Infrared Thermometer
The first tool that a ventilation engineer uses might be the most obvious. Our team uses thermometers to take temperature measurements throughout the plant. For every project we take readings at different locations in the building to assemble a cohesive picture of the overall temperature conditions. Our team primarily focuses on where employees are experiencing problems, but we take readings throughout the plant as well.
To properly get temperatures throughout the building, we generally use devices with infrared and laser features. This allows us to record temperature readings safely and easily at different elevations. This eliminates the risks involved with climbing to different heights and levels in the building. Getting readings at different elevations allows us to calculate a building’s temperature rise and determine the buildings heat load. This is all crucial to providing the best custom design for the customer.

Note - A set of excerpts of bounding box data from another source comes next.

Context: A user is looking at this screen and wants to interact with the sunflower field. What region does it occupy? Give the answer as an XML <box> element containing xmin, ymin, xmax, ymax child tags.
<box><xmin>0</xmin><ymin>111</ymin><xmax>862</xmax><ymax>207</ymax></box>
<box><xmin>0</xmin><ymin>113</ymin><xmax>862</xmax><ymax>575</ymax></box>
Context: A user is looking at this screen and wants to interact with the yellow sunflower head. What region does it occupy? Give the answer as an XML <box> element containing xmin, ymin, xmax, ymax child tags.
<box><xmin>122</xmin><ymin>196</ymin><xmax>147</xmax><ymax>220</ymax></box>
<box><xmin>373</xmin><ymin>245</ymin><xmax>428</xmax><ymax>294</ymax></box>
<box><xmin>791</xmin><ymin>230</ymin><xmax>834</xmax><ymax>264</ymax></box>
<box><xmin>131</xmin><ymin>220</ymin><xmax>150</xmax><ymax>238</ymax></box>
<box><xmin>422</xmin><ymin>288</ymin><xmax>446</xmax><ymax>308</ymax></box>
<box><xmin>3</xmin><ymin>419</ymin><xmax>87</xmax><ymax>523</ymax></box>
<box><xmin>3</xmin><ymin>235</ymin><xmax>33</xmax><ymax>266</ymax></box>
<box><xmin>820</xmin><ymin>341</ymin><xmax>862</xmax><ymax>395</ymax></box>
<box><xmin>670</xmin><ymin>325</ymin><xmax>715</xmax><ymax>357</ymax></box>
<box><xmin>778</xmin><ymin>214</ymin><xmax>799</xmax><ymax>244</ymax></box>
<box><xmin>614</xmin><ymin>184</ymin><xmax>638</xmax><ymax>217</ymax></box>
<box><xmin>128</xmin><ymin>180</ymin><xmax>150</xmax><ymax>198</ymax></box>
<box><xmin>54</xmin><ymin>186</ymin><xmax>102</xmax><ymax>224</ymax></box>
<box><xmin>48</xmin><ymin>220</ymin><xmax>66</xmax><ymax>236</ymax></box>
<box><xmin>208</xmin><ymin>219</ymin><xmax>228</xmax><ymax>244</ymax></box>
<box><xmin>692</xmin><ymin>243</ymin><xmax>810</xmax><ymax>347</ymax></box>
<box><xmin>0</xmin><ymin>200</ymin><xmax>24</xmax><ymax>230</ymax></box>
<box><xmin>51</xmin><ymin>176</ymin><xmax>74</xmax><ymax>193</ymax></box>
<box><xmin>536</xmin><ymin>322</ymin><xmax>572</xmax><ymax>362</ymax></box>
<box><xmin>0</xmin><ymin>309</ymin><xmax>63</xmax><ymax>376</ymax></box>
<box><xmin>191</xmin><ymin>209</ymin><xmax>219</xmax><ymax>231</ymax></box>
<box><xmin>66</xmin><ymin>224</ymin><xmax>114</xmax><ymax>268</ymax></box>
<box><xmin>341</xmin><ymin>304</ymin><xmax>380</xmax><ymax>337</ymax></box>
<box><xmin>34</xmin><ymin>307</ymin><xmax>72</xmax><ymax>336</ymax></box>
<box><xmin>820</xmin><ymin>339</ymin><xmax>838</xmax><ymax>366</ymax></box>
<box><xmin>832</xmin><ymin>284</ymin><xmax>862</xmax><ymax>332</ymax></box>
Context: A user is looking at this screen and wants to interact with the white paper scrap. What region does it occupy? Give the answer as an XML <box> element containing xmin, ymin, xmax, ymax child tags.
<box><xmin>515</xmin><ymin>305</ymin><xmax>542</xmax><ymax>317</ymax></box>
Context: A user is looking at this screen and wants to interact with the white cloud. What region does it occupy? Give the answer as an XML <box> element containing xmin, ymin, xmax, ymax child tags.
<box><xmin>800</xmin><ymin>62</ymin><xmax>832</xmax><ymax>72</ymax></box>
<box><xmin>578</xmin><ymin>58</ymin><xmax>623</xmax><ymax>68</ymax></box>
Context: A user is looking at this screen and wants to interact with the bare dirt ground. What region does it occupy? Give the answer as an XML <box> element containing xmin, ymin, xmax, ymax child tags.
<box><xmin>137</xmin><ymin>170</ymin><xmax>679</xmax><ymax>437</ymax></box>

Measure Ventilation Airflow Temperature
The next tool the Moffitt team uses is the psychrometer. A psychrometer provides the us with the relative humidity data at different locations in the building. It is used to determine atmospheric humidity and relative humidity. In plants with high levels of moisture, relative humidity can have a huge impact on how the temperature feels. Of course, there are other factors which can also affect how the employees actually feel.

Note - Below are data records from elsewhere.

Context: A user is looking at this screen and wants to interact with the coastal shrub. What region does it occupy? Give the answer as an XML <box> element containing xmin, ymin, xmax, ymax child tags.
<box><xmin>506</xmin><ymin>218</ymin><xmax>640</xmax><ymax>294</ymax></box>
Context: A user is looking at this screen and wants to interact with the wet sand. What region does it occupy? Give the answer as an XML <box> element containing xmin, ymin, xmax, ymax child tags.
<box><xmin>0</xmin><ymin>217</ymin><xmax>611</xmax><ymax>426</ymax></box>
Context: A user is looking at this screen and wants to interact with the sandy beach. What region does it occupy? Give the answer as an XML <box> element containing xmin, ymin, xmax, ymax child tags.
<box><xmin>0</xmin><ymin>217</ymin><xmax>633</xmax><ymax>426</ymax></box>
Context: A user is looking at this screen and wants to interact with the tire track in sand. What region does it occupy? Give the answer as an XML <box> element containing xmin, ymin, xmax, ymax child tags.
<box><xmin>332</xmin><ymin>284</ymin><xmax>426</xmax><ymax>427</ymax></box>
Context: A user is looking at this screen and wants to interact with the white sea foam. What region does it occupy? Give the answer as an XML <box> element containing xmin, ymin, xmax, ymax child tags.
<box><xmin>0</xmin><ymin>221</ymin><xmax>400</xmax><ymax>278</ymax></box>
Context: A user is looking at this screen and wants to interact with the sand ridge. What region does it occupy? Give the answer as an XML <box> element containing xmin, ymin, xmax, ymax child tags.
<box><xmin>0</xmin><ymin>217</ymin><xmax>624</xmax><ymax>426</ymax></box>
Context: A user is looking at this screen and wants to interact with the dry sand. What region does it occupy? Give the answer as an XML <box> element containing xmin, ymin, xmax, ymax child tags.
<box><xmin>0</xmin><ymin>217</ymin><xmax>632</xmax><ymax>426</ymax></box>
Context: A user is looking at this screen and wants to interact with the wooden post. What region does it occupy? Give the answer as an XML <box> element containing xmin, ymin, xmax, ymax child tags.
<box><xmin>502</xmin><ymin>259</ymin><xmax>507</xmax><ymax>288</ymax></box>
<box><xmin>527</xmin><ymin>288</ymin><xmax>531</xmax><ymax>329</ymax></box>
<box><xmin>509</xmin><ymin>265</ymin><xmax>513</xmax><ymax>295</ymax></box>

It takes about 60 seconds for the psychrometer to get an accurate reading so it may take some time for our team members to get all the readings they need.

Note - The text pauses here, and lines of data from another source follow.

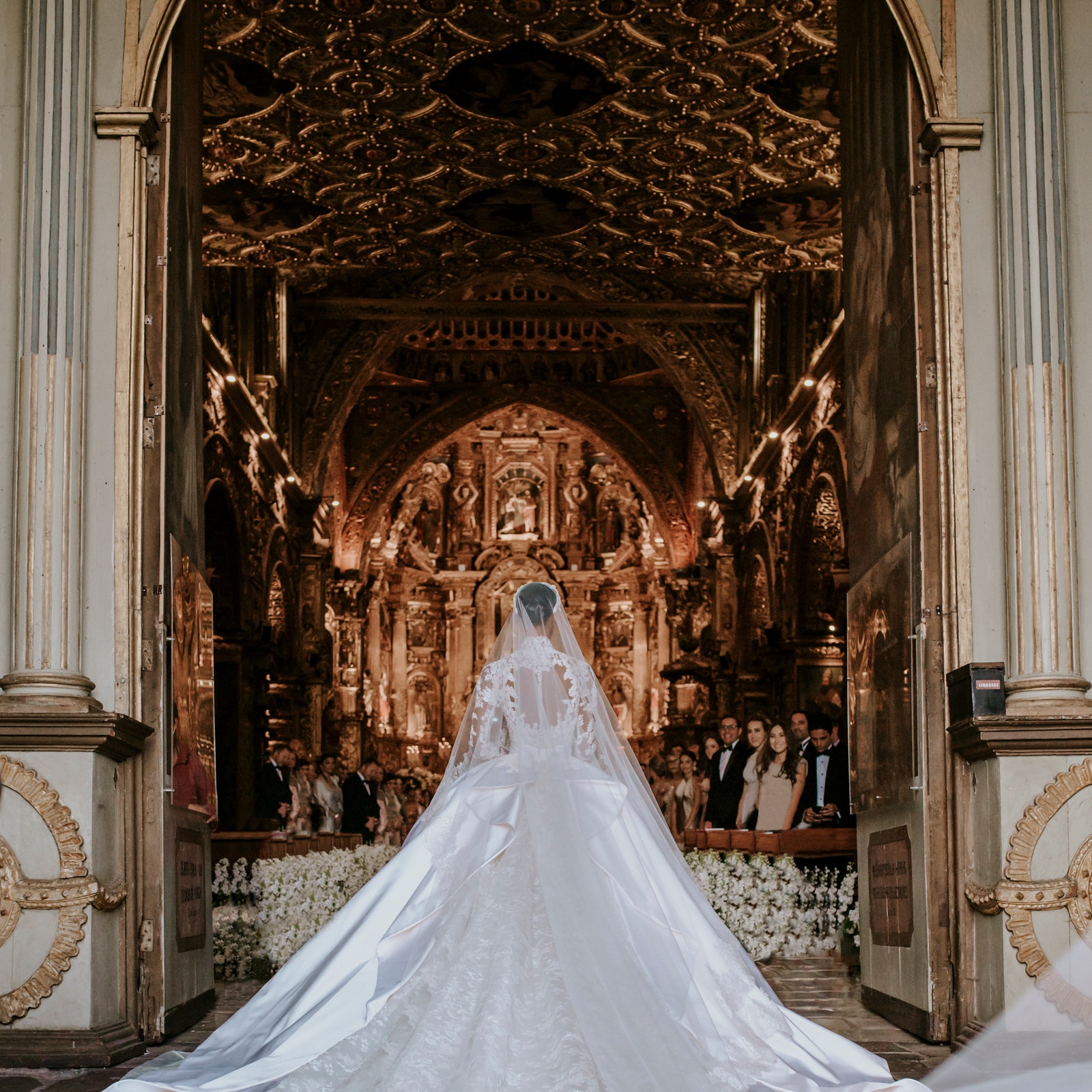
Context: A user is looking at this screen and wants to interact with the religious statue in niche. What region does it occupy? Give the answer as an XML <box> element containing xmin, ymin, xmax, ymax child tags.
<box><xmin>379</xmin><ymin>672</ymin><xmax>391</xmax><ymax>732</ymax></box>
<box><xmin>561</xmin><ymin>462</ymin><xmax>588</xmax><ymax>547</ymax></box>
<box><xmin>497</xmin><ymin>475</ymin><xmax>539</xmax><ymax>538</ymax></box>
<box><xmin>607</xmin><ymin>678</ymin><xmax>633</xmax><ymax>736</ymax></box>
<box><xmin>604</xmin><ymin>610</ymin><xmax>633</xmax><ymax>648</ymax></box>
<box><xmin>406</xmin><ymin>675</ymin><xmax>439</xmax><ymax>739</ymax></box>
<box><xmin>413</xmin><ymin>495</ymin><xmax>444</xmax><ymax>557</ymax></box>
<box><xmin>406</xmin><ymin>609</ymin><xmax>444</xmax><ymax>648</ymax></box>
<box><xmin>452</xmin><ymin>478</ymin><xmax>482</xmax><ymax>546</ymax></box>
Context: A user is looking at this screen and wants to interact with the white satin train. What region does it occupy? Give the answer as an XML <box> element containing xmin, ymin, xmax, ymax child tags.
<box><xmin>113</xmin><ymin>756</ymin><xmax>924</xmax><ymax>1092</ymax></box>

Measure Ventilation Air Velocity
Measuring the temperature of the air is only half of the equation. The second half is measuring how fast the air is moving. Moffitt uses anemometers get air velocity readings. These readings help us design a balanced system, where the air is correctly moving in the building. It will show where the hot air “builds up” and where the cool air “gets stuck”. Overall, this tool gives us insight into what is really going on with the building’s ventilation.
The anemometer gets a reading much more quickly than the psychrometer. It takes only about 5 seconds to get an accurate reading of the airflow velocity at any given spot.
Getting the Complete Picture
All these tools are essential to providing a custom solution that works and gives us the ability to quantify the results of our system.
Our team makes site visits to take these readings. Everyone is trained on them. More accurate designs, very accurate CFD models.